A Dual-Helix Governance Approach Towards Reliable Agentic AI for WebGIS Development
2026-03-04 • Artificial Intelligence
Artificial IntelligenceSoftware Engineering
AI summaryⓘ
The authors explain that building WebGIS tools with AI agents is hard because current language models have problems like forgetting and making random mistakes. They suggest a new system that treats these problems as governance issues, not just model limits. Their method uses a knowledge graph and a self-learning loop to help AI manage tasks more reliably. When tested on a big mapping tool, their system simplified the code and made it easier to maintain. They also show that good governance, not just smarter AI, improves reliability in geospatial software.

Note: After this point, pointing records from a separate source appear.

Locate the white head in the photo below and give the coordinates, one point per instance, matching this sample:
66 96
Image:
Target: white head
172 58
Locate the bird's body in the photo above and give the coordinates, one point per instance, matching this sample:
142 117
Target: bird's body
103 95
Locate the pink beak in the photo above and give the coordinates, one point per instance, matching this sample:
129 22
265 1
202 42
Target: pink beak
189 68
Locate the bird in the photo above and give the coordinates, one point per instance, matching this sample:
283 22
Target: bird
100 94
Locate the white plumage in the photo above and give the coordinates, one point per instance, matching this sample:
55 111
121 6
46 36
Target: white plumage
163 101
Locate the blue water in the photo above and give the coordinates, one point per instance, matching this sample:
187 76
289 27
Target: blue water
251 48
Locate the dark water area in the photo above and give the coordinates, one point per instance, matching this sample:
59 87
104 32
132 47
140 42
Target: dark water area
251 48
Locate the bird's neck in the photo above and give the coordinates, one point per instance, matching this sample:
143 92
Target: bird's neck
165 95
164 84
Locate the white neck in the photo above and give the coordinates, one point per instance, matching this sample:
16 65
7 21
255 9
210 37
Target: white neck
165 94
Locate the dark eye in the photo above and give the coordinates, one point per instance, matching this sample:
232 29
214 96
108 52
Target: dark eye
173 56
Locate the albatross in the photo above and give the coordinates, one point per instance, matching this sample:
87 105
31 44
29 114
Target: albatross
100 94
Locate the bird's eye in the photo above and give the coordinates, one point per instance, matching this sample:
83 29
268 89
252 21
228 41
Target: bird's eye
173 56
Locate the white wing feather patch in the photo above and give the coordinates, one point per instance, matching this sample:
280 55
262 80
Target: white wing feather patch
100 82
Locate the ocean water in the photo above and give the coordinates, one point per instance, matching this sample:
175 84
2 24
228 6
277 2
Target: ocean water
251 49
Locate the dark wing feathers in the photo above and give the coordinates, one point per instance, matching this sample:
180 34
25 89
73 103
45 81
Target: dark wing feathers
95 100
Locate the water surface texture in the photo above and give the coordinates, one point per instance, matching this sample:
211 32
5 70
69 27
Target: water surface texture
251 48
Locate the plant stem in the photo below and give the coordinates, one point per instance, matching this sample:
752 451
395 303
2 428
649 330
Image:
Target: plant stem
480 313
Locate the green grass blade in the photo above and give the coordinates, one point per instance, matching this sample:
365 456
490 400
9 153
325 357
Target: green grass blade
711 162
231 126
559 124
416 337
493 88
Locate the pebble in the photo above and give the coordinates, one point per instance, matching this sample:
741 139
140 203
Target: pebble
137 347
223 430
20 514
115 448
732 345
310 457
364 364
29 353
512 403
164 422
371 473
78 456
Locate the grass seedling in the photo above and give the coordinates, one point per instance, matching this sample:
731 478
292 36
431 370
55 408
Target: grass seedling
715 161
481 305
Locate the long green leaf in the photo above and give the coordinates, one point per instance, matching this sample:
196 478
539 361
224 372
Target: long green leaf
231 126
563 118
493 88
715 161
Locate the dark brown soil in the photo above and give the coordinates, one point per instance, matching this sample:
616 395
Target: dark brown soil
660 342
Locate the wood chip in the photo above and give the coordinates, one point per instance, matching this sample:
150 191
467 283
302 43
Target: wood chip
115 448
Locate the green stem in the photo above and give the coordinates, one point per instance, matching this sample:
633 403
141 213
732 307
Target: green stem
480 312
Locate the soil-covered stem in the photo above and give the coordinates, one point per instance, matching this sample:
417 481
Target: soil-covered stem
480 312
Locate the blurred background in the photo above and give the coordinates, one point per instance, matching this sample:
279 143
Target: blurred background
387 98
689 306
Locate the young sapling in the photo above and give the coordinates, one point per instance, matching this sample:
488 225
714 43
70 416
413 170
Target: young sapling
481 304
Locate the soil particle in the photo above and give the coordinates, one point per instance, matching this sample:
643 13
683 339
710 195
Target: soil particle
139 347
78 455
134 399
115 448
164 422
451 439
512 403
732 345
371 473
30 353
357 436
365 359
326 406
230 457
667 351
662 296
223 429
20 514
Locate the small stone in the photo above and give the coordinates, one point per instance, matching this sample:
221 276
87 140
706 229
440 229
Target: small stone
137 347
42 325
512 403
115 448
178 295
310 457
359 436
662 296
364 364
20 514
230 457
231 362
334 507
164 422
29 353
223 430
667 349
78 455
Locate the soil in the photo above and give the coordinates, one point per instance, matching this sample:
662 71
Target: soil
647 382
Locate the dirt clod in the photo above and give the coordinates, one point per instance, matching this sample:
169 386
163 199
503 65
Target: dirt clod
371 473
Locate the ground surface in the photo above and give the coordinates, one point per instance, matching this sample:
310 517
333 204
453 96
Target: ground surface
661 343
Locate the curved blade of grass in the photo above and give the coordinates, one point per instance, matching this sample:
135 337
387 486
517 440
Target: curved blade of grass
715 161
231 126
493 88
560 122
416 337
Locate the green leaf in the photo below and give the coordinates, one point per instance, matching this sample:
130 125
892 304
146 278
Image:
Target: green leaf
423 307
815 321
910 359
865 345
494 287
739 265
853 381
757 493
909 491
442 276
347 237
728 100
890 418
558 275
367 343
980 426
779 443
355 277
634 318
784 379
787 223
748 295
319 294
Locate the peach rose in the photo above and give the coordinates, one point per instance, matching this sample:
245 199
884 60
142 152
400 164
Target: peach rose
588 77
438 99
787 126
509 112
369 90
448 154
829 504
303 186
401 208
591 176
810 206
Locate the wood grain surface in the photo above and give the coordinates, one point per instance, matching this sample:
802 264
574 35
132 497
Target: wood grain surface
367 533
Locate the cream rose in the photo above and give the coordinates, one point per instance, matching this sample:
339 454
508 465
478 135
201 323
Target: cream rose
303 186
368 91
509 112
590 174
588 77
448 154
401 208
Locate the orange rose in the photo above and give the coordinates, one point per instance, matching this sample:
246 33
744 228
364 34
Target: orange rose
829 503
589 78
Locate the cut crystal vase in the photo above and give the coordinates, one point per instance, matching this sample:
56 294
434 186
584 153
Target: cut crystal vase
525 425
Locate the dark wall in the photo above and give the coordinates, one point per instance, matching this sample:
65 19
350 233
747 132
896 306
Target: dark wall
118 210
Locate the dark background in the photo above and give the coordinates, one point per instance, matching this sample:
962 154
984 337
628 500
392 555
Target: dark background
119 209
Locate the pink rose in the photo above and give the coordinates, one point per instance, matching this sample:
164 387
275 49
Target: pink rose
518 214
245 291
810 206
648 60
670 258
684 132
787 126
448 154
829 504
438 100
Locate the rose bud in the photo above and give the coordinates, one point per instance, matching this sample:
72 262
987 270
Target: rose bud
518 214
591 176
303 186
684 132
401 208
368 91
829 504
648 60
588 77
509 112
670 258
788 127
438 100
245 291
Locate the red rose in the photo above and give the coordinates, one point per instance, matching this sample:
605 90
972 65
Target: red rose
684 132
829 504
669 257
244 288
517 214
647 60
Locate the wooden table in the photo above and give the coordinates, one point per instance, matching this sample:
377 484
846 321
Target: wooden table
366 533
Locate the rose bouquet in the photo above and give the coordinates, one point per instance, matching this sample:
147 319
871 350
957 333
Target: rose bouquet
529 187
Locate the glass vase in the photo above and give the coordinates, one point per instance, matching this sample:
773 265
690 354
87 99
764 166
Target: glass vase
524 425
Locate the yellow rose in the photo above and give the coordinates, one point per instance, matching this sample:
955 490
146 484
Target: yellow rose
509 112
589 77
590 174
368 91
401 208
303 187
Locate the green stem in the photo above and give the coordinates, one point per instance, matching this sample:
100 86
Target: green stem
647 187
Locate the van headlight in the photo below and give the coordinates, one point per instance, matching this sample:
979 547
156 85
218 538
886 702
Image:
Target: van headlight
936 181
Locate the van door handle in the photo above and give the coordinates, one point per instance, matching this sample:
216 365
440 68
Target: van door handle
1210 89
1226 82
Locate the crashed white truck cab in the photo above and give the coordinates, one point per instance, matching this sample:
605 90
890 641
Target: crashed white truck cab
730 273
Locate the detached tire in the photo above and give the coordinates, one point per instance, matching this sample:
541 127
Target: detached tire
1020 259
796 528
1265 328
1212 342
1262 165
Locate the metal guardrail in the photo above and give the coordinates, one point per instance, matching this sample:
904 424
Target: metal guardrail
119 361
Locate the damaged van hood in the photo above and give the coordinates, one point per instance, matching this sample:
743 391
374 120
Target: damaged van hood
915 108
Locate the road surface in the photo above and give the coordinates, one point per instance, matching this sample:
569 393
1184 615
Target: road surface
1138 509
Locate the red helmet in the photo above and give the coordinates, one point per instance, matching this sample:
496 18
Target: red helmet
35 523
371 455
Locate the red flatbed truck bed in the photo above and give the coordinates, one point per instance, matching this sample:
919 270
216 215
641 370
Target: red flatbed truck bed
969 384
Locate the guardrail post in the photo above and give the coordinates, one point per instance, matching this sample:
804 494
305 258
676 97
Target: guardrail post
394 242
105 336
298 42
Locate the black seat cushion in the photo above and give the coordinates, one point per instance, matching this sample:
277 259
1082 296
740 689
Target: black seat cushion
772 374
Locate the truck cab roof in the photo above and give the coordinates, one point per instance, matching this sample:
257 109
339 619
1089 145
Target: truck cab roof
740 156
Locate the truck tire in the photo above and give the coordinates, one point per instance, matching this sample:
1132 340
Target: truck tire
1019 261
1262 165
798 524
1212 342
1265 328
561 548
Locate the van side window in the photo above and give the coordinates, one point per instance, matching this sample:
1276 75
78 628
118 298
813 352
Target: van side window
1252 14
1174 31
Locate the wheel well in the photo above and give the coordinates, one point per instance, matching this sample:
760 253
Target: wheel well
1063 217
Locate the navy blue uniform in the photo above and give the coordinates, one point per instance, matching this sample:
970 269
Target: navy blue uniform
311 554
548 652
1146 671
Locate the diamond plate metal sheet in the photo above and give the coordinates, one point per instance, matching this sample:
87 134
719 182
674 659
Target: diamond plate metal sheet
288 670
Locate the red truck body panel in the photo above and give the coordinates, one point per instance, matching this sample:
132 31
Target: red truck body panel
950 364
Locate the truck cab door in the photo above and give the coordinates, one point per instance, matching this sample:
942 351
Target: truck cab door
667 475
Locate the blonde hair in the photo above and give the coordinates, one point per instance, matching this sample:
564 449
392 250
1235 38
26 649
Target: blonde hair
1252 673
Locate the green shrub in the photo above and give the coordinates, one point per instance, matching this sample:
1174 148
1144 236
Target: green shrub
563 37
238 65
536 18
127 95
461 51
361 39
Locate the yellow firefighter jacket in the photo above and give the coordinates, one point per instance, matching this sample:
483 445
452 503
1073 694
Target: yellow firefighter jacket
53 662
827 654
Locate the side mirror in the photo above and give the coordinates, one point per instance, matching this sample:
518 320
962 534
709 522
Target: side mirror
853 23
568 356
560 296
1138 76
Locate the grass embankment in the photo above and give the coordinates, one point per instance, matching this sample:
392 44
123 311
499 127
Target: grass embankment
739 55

WebGISAgentic AILarge Language Models (LLM)Knowledge GraphGovernance FrameworkCyclomatic ComplexityMaintainability IndexModular CodeSelf-learning CycleGeospatial Engineering
Authors
Boyuan, Guan, Wencong Cui, Levente Juhasz
Abstract
WebGIS development requires rigor, yet agentic AI frequently fails due to five large language model (LLM) limitations: context constraints, cross-session forgetting, stochasticity, instruction failure, and adaptation rigidity. We propose a dual-helix governance framework reframing these challenges as structural governance problems that model capacity alone cannot resolve. We implement the framework as a 3-track architecture (Knowledge, Behavior, Skills) that uses a knowledge graph substrate to stabilize execution by externalizing domain facts and enforcing executable protocols, complemented by a self-learning cycle for autonomous knowledge growth. Applying this to the FutureShorelines WebGIS tool, a governed agent refactored a 2,265-line monolithic codebase into modular ES6 components. Results demonstrated a 51\% reduction in cyclomatic complexity and a 7-point increase in maintainability index. A comparative experiment against a zero-shot LLM confirms that externalized governance, not just model capability, drives operational reliability in geospatial engineering. This approach is implemented in the open-source AgentLoom governance toolkit.